Abstract

The mainly sub-basaltic paleodrainage of the Streatham Deep-Lead System covers >2500 km2 between the West Victorian Uplands and the Otway Basin, from which it is separated by a subsurface granite ridge. Five main tributaries flowed southwards into a series of grabens that host up to 140 m of fluvial coal-bearing sediments (Yaloak/Calivil Formation). The grabens were probably initially connected to the ocean (Otway Basin) through a western outlet; in the Eocene, the outlet shifted eastwards. Accumulation of the deep-lead sediments in the central grabens was controlled by synsedimentary subsidence along reactivated north-northwest Paleozoic and east-northeast Cretaceous faults. Fault movement occurred in the mid-Late Paleocene in the western depocentre, and Eocene in the central and eastern depocentres, and correlates well with tectonic activity in the eastern part of the Otway Basin.
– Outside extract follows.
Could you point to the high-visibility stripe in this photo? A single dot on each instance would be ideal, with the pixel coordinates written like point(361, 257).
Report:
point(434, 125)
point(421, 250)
Following an Early Oligocene hiatus, fluvial sedimentation and syndepositional faulting recommenced from the Late Oligocene to Late Miocene/Pliocene, concomitant with sediment deposition and faulting in deep leads to the north of the divide. A final period of compressional faulting in the latest Miocene – Early Pliocene uplifted some sections of the Streatham Deep-Lead System, before it was almost entirely covered by basalt lavas.